Diesel oder Benziner – sinnvoller Autokauf

Diesel oder Benziner – was macht Sinn? Foto: Pixabay

Bei der Autowahl stellt sich immer wieder die Frage, ob man einen Benziner oder Diesel kaufen soll. Dabei waren es hierzulande eine lange Zeit die „Diesel-Fahrer“, die den Neuwagenhändlern Glücksgefühle bescherten. So waren 2015 noch mehr als 48 Prozent der Autokäufe ein Diesel. Neben dem Abgas-Skandal und den immer wieder aufkeimenden Gesprächen über Fahrverbote, viel die Nachfrage für Dieselfahrzeuge immer mehr ab. Hierdurch stehen Benziner deutlich höher im Kurs. Lesen Sie mehr über die facettenreichen Variationen.

Doch auch wenn die Zahlen bei den Pkw-Neuzulassungen für Diesel-Fahrzeuge sinkend sind, stellt sich die Frage beim Autokauf dennoch. Benziner oder Diesel ist weiterhin eine aktuelle Entscheidung. Eine einfache Antwort gibt es dabei nicht.
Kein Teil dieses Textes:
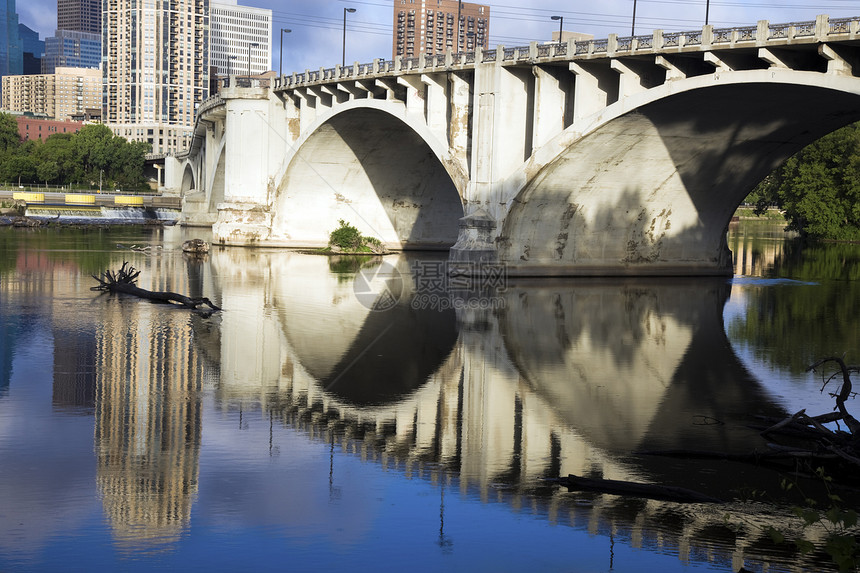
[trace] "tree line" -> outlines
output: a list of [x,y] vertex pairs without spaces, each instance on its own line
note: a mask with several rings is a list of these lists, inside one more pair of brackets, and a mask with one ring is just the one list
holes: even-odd
[[55,133],[44,142],[22,141],[18,123],[0,113],[0,182],[138,190],[148,188],[144,157],[149,143],[128,141],[100,124],[77,133]]
[[788,159],[747,197],[763,213],[784,210],[790,230],[860,241],[860,124],[826,135]]

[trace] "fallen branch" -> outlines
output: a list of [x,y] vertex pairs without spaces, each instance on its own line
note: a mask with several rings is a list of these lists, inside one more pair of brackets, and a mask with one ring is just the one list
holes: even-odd
[[220,307],[213,304],[212,301],[206,297],[192,298],[175,292],[150,291],[142,289],[134,284],[139,275],[140,271],[135,270],[135,268],[129,265],[128,262],[123,262],[122,268],[115,273],[104,271],[101,276],[92,275],[92,277],[99,282],[99,285],[90,287],[90,290],[121,292],[155,302],[180,304],[192,310],[202,310],[198,309],[201,305],[208,306],[213,311],[221,310]]
[[[829,358],[823,358],[819,360],[806,370],[814,371],[816,367],[821,366],[822,364],[825,364],[827,362],[835,362],[839,365],[839,370],[842,372],[842,386],[839,388],[839,392],[833,394],[832,396],[836,399],[836,408],[839,410],[839,413],[842,414],[842,420],[845,422],[845,425],[848,426],[848,430],[851,432],[851,434],[856,438],[860,436],[860,422],[858,422],[857,419],[854,418],[854,416],[848,413],[848,409],[845,407],[845,400],[851,397],[851,372],[857,372],[858,368],[856,366],[847,366],[845,364],[845,361],[838,356],[831,356]],[[824,387],[827,386],[827,383],[833,380],[835,376],[836,374],[834,374],[824,382],[824,386],[822,386],[821,388],[822,391],[824,390]]]
[[595,491],[614,495],[644,497],[678,503],[723,503],[723,500],[686,489],[683,487],[619,481],[611,479],[593,479],[568,475],[558,478],[558,483],[571,490]]

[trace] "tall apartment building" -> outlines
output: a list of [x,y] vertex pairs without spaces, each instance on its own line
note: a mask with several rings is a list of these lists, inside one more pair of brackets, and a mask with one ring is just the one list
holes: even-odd
[[101,0],[57,0],[57,29],[101,34]]
[[[259,75],[272,61],[272,11],[239,6],[236,0],[210,4],[209,65],[219,76]],[[256,44],[256,45],[255,45]]]
[[477,46],[486,49],[489,39],[489,6],[457,0],[394,0],[393,56],[471,52]]
[[209,0],[104,0],[102,121],[153,153],[189,145],[209,95]]
[[3,109],[70,120],[99,107],[102,76],[97,69],[57,68],[54,74],[3,76]]

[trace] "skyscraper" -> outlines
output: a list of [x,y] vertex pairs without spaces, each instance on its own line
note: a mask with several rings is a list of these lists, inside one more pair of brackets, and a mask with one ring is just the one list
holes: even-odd
[[57,0],[57,30],[45,38],[42,73],[97,68],[102,58],[101,0]]
[[23,71],[21,37],[18,35],[18,12],[15,0],[0,0],[0,76]]
[[458,0],[394,0],[393,56],[471,52],[476,46],[486,49],[489,38],[489,6]]
[[39,39],[39,32],[18,24],[18,35],[21,37],[21,52],[23,57],[23,74],[38,74],[42,71],[42,57],[45,55],[45,41]]
[[57,0],[57,29],[101,34],[101,0]]
[[[212,0],[209,19],[209,65],[218,75],[251,75],[269,71],[272,11],[239,6],[236,0]],[[254,45],[256,44],[256,45]]]
[[102,60],[102,37],[78,30],[57,30],[45,38],[42,73],[53,74],[59,67],[98,68]]
[[104,0],[102,120],[154,153],[184,148],[209,93],[209,0]]

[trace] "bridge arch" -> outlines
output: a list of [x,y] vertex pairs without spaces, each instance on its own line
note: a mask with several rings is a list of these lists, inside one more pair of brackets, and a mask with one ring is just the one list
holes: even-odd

Denn beide können mit Vor- und Nachteilen aufwarten. Dabei werden beide Kraftstoffe aus Rohöl gewonnen. In der Masse hingegen zeigt sich ein deutlicher Unterschied. Denn Diesel ist schwerer, da er eine höhere Anzahl an Kohlenstoffatomen enthält. Im Vergleich zum Benzin verfügt der Kraftstoff Diesel um 13 Prozent mehr Energie. Ein ähnliches Bild zeigt sich bei der umgewandelten Energie aus dem Treibstoff. Benzin schafft hier 37 Prozent – Diesel satte 42 Prozent. Somit ist der Diesel energieeffizienter als der Benziner.

Gibt es ähnliche Differenzen auch bei der Umweltfreundlichkeit?

Lange war man hier der Ansicht, dass Diesel Fahrzeuge umweltverträglicher seien als Benziner. Um dies genauer zu betrachten, muss der Abgasausstoß genauer angeschaut werden. Aufgrund der stärkeren Motorisierung benötigt ein Pkw mit Dieselkraftstoff generell weniger Treibstoff. Somit stößt er weniger CO2 aus, als ein vergleichbarer Benziner. Dennoch muss in diesem Fall ebenfalls die Masse mit eingerechnet werden. Denn Diesel hat, wie bereits erwähnt, eine höhere Masse. Daraus folgert ein erhöhtes Fahrzeuggewicht, was zu einem erhöhten Spritverbrauch führt. Somit ist die Annahme, dass ein Automobil welches Diesel nutzt, auch weniger Kohlendioxid produziert, nur teilweise zutreffend. Zudem kommt es bei Diesel-Motoren zu einem erhöhten Schadstoffpartikelausstoß.

Kosten im Vergleich

Als Letztes müssen noch die Kosten verglichen werden. Wer dabei einen Diesel gebraucht kaufen will, stellt schnell fest, dass dieser meist kostengünstiger zu beziehen ist, als ein vergleichbarer Benziner. Dies ist ebenfalls eine Auswirkung dessen, dass viele aufgrund der aktuellen Lage ihren Wagen verkaufen. Zum anderen fürchten so manche Autofahrer, dass es ein Fahrverbot geben wird. Daher ziehen viele einen Benziner oder ein elektrifiziertes Fahrzeug vor.

Ein deutlicher Vorteil zeigt sich jedoch in der Energiesteuer. Hier ist der Diesel günstiger. Dennoch zahlen Autos mit dem Kraftstoff fast doppelt so viel Kfz-Steuer. Zudem muss für die Versicherung mehr aufgewendet werden. Für lange Strecken, auf denen ein leistungsstarkes Auto gesucht wird, bietet sich ein Diesel-Fahrzeug immer noch an. Für den urbanen Nutzen hingegen sollte ein Benziner vorgezogen werden.